PEC que prevê fim da aposentadoria como punição avança e abre caminho para demissão de juízes
Texto aprovado na CCJ do Senado estabelece a perda do cargo em casos de crimes e suspensão de salário durante processo disciplinar.
Publicado em 09/04/2026 10h30 - Atualizado há 6 dias - 2 min de leitura
A Comissão de Constituição e Justiça (CCJ) do Senado aprovou nesta quarta-feira (8) uma proposta de emenda à Constituição (PEC) que acaba com a aposentadoria compulsória como forma de punição para magistrados e integrantes do Ministério Público.

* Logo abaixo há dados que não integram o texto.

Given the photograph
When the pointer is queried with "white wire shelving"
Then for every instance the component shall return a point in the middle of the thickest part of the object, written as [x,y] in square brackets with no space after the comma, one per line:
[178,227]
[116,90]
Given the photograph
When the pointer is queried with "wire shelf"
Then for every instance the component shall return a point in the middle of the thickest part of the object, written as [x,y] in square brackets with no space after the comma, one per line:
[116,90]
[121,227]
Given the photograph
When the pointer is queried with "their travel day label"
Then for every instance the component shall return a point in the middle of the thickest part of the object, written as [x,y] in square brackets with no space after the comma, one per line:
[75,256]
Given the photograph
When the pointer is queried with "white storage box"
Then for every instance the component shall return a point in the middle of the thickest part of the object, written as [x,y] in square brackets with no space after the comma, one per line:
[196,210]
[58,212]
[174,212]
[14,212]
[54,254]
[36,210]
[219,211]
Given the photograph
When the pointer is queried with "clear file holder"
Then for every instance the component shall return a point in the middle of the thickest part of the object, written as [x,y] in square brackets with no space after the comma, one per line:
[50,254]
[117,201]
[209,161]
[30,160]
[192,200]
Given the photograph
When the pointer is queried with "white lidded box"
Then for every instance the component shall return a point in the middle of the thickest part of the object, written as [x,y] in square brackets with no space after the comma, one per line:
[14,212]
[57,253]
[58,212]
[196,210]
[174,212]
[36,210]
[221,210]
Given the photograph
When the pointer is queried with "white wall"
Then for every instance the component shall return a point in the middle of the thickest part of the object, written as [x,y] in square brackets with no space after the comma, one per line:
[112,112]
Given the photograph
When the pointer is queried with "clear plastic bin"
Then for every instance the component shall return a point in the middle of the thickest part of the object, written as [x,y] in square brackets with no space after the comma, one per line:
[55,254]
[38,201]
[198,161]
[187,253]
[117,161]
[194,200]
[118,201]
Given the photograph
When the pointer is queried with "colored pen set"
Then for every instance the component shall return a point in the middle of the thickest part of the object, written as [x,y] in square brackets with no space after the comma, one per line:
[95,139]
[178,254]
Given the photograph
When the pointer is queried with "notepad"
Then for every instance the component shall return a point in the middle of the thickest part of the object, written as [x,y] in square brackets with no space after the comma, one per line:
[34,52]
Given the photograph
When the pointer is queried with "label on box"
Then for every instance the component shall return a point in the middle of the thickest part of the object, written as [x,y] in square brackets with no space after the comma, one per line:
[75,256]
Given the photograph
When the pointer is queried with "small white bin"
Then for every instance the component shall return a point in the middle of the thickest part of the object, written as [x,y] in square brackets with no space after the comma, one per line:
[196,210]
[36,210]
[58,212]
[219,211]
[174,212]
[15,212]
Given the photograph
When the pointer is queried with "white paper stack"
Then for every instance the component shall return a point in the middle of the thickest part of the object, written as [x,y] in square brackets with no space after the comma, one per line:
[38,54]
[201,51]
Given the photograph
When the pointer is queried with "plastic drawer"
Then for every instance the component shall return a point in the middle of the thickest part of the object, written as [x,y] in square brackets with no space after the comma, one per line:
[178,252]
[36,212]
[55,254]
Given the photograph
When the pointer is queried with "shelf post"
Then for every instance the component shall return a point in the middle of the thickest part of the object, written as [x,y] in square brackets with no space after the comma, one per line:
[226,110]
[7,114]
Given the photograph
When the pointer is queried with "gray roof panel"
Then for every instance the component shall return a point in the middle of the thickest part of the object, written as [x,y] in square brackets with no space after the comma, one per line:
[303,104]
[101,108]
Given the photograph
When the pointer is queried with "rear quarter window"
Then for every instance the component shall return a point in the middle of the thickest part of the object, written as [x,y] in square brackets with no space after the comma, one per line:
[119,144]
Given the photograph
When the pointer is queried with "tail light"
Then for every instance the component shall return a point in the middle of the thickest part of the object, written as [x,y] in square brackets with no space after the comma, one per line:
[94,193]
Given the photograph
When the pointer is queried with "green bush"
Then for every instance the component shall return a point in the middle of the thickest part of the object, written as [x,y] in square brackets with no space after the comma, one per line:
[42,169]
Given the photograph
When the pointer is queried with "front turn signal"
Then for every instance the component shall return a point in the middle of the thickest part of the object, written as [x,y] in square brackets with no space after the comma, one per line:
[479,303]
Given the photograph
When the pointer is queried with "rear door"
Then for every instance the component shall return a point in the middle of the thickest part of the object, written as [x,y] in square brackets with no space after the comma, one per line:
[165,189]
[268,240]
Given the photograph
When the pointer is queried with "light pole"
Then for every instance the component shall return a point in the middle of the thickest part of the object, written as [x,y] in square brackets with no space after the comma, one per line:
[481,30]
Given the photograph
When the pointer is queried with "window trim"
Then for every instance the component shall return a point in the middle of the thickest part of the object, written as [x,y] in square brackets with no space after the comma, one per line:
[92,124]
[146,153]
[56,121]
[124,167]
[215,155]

A medida abre caminho para sanções mais rigorosas, como a perda do cargo, em casos de infrações graves que configurem crime.
Pelo texto aprovado, juízes, promotores e procuradores não poderão mais ser aposentados com remuneração como punição disciplinar.
Nesses casos, passam a ser previstas medidas como demissão ou perda do cargo e outras punições equivalentes previstas em lei.
A proposta estabelece ainda prazo de até 30 dias para que seja apresentada ação solicitando a perda da função.
O parecer aprovado também inclui uma nova regra: o afastamento do cargo com suspensão da remuneração durante a tramitação da ação disciplinar.
A medida será aplicada após decisão do tribunal competente, enquanto o caso estiver em análise.
A relatora, Eliziane Gama (PSD-MA), afirmou que a proposta busca tornar as punições mais proporcionais à gravidade das infrações e reforçar a credibilidade das instituições.
Segundo ela, o modelo atual é visto como inadequado em casos de irregularidades graves.
Apesar da aprovação na CCJ, a PEC ainda precisa passar pelo plenário do Senado.
Para ser aprovada na Casa, será necessário o apoio de pelo menos 49 senadores em dois turnos de votação.
A proposta foi apresentada originalmente pelo então senador e agora ministro do Supremo Tribunal Federal (STF) Flávio Dino e tramita desde 2024.
Atualmente, a aposentadoria compulsória ainda é prevista como punição disciplinar na Lei Orgânica da Magistratura (Loman), permitindo que magistrados sejam afastados mantendo remuneração proporcional ao tempo de serviço.
Durante a tramitação, foram excluídos pontos que estendiam as regras aos militares.
A mudança ocorreu após destaque apresentado pelo senador Hamilton Mourão, que argumentou que a medida poderia afetar familiares.